For Li, the right bribe tended to be in the range of two Knuts and a silver Sickle. He hated this place.

But Bahry One-Hand had a wife and the wife had healer’s bills, and if you could afford to hire someone who could break into Azkaban, then you could afford to grease Bahry’s remaining palm pretty hard, if he was the one who caught you.

By unspoken agreement, none of them giving anything away by being the first to propose it, the three of them finished out their poker hand first. Li won, since no Dementors had actually shown up. And by then the Patronuses had stopped staring and gone back to their normal patrol, so it was probably nothing, but procedure was procedure.

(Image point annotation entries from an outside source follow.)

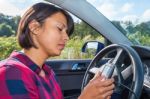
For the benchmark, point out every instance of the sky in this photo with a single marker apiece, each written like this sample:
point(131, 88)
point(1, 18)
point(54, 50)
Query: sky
point(124, 10)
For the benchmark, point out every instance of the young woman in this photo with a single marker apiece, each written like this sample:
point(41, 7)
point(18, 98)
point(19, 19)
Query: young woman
point(43, 32)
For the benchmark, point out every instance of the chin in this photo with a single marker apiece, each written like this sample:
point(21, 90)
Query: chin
point(56, 54)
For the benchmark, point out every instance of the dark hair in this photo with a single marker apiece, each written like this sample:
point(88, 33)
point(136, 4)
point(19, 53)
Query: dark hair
point(39, 12)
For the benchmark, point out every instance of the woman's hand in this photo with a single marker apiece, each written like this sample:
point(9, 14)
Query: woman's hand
point(98, 88)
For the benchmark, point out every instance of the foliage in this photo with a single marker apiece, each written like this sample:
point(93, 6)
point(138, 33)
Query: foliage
point(8, 25)
point(7, 45)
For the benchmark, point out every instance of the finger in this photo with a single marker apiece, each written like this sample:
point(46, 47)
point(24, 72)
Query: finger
point(97, 76)
point(107, 82)
point(103, 90)
point(105, 95)
point(108, 97)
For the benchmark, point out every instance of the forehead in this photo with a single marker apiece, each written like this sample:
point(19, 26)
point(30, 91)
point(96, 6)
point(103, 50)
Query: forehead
point(58, 17)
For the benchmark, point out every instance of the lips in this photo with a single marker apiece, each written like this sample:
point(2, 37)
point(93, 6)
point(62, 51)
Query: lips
point(61, 46)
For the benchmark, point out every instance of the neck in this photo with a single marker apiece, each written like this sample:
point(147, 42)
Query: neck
point(37, 56)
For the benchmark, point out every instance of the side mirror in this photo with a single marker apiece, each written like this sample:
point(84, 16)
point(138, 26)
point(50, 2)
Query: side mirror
point(92, 47)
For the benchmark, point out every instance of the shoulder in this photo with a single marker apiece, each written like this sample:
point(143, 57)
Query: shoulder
point(11, 69)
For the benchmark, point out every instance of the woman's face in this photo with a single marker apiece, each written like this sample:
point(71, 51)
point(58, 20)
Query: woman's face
point(52, 36)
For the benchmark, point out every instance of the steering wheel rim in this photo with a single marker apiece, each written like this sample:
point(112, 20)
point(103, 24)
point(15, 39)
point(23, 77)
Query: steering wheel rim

After Li raked in the pot, Bahry gave them all formal nods, and stood up from the table. The older man’s long white locks brushed against his fancy red robes, his robes brushed the metal floor of the command room, as Bahry went through the separating door that led to the formerly off-duty Aurors.

Li had been Sorted into Hufflepuff, and he sometimes felt a little queasy about this kind of business. But Bahry had shown them all the pictures, and you had to let a man do what he could for his poor sick wife, especially when he only had seven months left before his retirement.

The faint green spark floated through the metal corridors, and the silver humanoid, seeming a little dimmer now, followed after it. Sometimes the bright figure would flare, especially when they passed one of the huge metal doors, but it always died back down again.

Mere eyes could not have seen the invisible others: the eleven-year-old Boy-Who-Lived, and the living skeleton that was Bellatrix Black, and the Polyjuiced Defense Professor of Hogwarts, all traveling together through Azkaban. If that was the beginning of a joke, Harry didn’t know the punchline.

They’d gone up another four flights of stairs before the rough voice of the Defense Professor said, simply and without emphasis, “Auror coming.”

It took too long, a whole second maybe, for Harry to understand, for the jolt of adrenaline to pump into his blood, and for him to remember what Professor Quirrell had already discussed with him and told him to do in this case, and then Harry spun on his heel and flew back the way they’d come.